His sister, Almira, wrote back, Now you will find out how sorrow shapes a life.

But sorrow doesn’t shape your life. It knocks the shape out. It severs, it unstuffs, it dissolves. It explodes. That was what he couldn’t get over. It had exploded the logic of his brain as well. An explosion! The car—oh, he knew—no, not a car, a tank. So the explosion killed her? No, not exactly, the deluge. A tidal wave? Of sorts. Of sorts? Of molasses. She drowned? Yes, or she suffocated, or was bludgeoned. She was a wonderful woman, your wife. He hadn’t had so many people refer to his Bertha as wife when she was alive. What was she now? Past tense. She wasn’t anything: no wife, no mother. Intolerable.

She’d been frightened of certain things, particularly once Minna was born. House fires, for instance, and tidal waves. Bees. Hurricanes, reasonably. Highwaymen. Drowning in all its previously imaginable forms: bathtub, ocean, pneumonia. Being buried alive. Falling down stairs. Should have built a bungalow, she always said, watching Minna spiraling on the spiral staircase.

She didn’t fear her Stanley Steamer. He blamed it.

Margaret Vanetten had written him a card, left it behind when she and Minna had gone to Oromocto, a full three days before Bertha—but was it Bertha? he wasn’t sure whether he wondered this metaphysically or actually—before a body fitting the description of Bertha was pulled from the muck. Margaret had copied from an almanac the following words: We cover a bird’s cage to hear it sing, night brings out the stars, and sorrow reveals to us many truths. He had disagreed with it instantly. Other people’s sorrows might bring out the stars. One’s own sorrow made everything in life counterfeit and pointless.

He went to the belvedere to write.
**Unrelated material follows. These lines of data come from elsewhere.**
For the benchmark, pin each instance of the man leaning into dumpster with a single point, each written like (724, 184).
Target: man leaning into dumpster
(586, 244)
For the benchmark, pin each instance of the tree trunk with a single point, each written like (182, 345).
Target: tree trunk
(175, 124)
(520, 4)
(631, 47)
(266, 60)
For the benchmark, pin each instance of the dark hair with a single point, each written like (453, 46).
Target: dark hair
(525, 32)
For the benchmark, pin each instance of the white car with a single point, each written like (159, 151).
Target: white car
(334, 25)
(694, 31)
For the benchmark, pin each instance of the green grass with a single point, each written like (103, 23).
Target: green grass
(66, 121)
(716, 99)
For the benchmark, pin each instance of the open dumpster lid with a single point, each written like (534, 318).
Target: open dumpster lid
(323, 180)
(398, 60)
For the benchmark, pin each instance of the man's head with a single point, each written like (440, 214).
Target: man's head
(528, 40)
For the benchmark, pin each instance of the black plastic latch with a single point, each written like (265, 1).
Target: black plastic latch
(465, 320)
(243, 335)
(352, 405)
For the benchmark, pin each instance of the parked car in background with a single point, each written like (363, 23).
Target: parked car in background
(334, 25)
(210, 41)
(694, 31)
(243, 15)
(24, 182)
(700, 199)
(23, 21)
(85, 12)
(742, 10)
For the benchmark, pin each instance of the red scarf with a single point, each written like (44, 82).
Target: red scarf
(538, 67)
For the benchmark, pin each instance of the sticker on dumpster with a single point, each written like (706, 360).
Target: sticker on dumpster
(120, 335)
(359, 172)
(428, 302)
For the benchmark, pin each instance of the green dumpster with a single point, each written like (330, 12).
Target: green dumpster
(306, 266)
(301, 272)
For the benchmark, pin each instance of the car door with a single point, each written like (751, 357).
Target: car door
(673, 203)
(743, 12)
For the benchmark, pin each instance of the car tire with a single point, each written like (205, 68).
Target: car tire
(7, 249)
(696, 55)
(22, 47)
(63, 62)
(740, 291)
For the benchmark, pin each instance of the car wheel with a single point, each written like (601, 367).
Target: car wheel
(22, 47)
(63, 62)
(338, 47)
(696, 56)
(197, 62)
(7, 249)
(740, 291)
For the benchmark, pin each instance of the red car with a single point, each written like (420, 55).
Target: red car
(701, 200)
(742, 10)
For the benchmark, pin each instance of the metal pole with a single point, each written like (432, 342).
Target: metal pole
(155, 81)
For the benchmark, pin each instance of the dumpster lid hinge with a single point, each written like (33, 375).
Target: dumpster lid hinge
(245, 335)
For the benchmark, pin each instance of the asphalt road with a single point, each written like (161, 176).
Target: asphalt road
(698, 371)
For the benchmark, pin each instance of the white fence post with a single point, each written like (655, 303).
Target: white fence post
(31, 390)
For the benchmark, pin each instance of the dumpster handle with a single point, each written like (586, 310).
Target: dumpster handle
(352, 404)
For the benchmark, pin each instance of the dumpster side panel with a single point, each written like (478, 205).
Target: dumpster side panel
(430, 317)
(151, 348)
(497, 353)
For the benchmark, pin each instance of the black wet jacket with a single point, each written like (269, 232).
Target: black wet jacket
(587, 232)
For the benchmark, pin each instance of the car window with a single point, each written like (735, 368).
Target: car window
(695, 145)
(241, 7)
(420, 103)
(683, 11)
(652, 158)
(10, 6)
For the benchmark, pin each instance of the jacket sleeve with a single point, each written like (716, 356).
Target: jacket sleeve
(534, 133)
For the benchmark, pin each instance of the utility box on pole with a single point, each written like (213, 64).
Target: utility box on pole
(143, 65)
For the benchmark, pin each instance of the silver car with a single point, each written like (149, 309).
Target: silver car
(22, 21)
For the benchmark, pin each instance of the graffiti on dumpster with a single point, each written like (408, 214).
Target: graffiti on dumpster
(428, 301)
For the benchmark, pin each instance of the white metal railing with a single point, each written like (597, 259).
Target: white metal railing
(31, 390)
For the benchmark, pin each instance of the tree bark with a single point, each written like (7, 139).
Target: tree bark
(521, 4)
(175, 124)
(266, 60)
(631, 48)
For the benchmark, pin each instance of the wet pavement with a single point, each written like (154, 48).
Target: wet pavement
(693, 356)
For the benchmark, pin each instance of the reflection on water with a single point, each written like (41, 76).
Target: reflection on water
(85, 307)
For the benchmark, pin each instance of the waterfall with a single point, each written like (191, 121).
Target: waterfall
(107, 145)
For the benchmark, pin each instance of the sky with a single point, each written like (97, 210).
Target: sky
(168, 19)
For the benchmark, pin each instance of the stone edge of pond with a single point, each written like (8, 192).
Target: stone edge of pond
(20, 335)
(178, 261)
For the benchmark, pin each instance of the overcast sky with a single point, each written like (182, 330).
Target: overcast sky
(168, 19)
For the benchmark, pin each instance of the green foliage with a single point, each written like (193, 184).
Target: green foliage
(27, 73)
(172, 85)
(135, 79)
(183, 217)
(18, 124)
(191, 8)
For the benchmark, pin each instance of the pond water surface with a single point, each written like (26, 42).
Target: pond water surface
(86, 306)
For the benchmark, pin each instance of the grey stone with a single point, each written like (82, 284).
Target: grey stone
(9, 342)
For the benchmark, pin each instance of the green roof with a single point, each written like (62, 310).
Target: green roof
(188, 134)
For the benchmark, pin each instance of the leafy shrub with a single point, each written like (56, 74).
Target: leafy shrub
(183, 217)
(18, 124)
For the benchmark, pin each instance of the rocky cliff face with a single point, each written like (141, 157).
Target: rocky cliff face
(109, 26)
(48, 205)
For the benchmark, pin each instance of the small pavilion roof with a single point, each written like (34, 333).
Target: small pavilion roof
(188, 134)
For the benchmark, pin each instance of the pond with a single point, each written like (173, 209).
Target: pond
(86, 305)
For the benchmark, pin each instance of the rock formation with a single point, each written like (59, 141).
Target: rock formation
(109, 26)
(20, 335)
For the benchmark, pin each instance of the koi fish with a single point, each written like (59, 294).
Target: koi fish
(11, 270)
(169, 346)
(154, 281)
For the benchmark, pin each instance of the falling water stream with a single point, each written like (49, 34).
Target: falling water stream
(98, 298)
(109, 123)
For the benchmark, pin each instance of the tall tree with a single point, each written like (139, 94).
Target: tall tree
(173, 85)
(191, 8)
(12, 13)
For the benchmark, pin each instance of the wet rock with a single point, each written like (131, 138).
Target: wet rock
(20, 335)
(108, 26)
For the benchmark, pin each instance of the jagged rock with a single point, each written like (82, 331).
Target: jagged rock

Poetry, he thought at first, and he did write some:

Bertha, darling, are you going

Down the alley, out the door?

Round the corner, ’long the sidewalk

To our lifetime’s distant shore.

Bertha, honey, I beseech you,

Leave your Levi nevermore.

He adores you wholly always.

Never lost but gone before.

But even he had to admit: Bertha cared nothing for poetry. “Too few words,” she’d tell him, “and half of ’em only chosen for the rhythm or rhyme.” What Bertha loved was myth. He would say, of her notion that the human brain was many different organs and not merely one, “I have seen the human brain, Bertha, and that is not true.”

She would answer, certain, “I believe it to be true,” as though the belief was what made it manifest.

He should have gone to look for her when her bowling women begged him to, when that stiff white widower he had never even met had come up the stairs to say, “Come now, Levi, pull yourself together and look, before you regret it.” He hadn’t looked. He could exist in Salford because he was a blindered man. Like a horse he could keep on because of what he would not turn his head to see, the hatred and the gossip, the terrible indifference, the bald curiosity. Even now: he would turn around to look into the past. He would write the Myth of Bertha, as she might have written it herself, and every page would be happy.

He wrote:

The Life of Bertha Truitt


—and then he stopped, in tears: it was the life because she was dead.

No, Leviticus. This is your work now.

Believe your nonsense: make it true. That was behind it all, all those awful pamphlets she collected, A Home for All and Fowler on Matrimony. You wrote to persuade yourself, because the ideas in their way were beautiful. To sleep beneath an octagonal roof would make your marriage harmonious; to choose your beloved based on the shape of his head meant some scientific destiny guided your life. The brain was such a terrible closet, packed full, uncatalogued. Who wouldn’t want it organized?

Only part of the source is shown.